PHARMACOLOGICAL CHARACTERIZATION OF A NOVEL HISTAMINE-RECEPTOR ON HUMAN EOSINOPHILS

There is increased recognition that lung mast cell mediators not only produce the symptoms of acute asthma, but also result in the recruitment and activation of additional proinflammatory cells, such as eosinophils. Histamine, one of the major mast cell mediators, is known to have numerous effects on eosinophil function. These effects of histamine are mediated by distinct receptors on the surface of eosinophils, only some of which have been characterized. Prior studies have suggested that eosinophils have non-H-1, non-H-2 histamine receptors which mediate the chemotactic effects of histamine.
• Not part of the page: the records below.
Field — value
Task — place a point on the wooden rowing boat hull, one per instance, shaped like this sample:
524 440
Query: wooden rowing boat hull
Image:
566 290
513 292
We observed previously that the histamine-induced increase in cytosolic calcium in human eosinophils could not be blocked by classic H-1 or H-2 antagonists, but could be inhibited by the H-3 antagonist thioperamide. The purpose of this study was to further characterize the pharmacologic properties of this calcium-linked histamine receptor. Using Fura-2 loaded eosinophils to measure the concentration of cytosolic calcium, we examined the effect of additional histamine receptor antagonists and agonists. We found that the pKb for the H-3 antagonists thioperamide, impromidine, and burimamide (8.1, 7.6, and 7.2, respectively), were similar to those reported for H-3 receptors in the central nervous system, suggesting that the eosinophil histamine receptor was similar to H-3 receptors. However, when the known H-3 agonists were tested for activity ([R]-alpha-methylhistamine, N-alpha-methylhistamine), the potencies of these compounds were much less than the potency of histamine itself, indicating a significant difference between H-3 receptors and this eosinophil histamine receptor. In addition, we found that burimamide, previously known only as an antagonist at H-3 and H-2 receptors, acted to increase the intracellular calcium concentration in eosinophils when used at high concentrations. This agonist effect of burimamide was specific for eosinophils (not active on neutrophils or HL-60 cells), and was antagonized by thioperamide, but not H-1 or H-2 antagonists. These data and additional data support the existence of a novel histamine receptor on the surface of human eosinophils.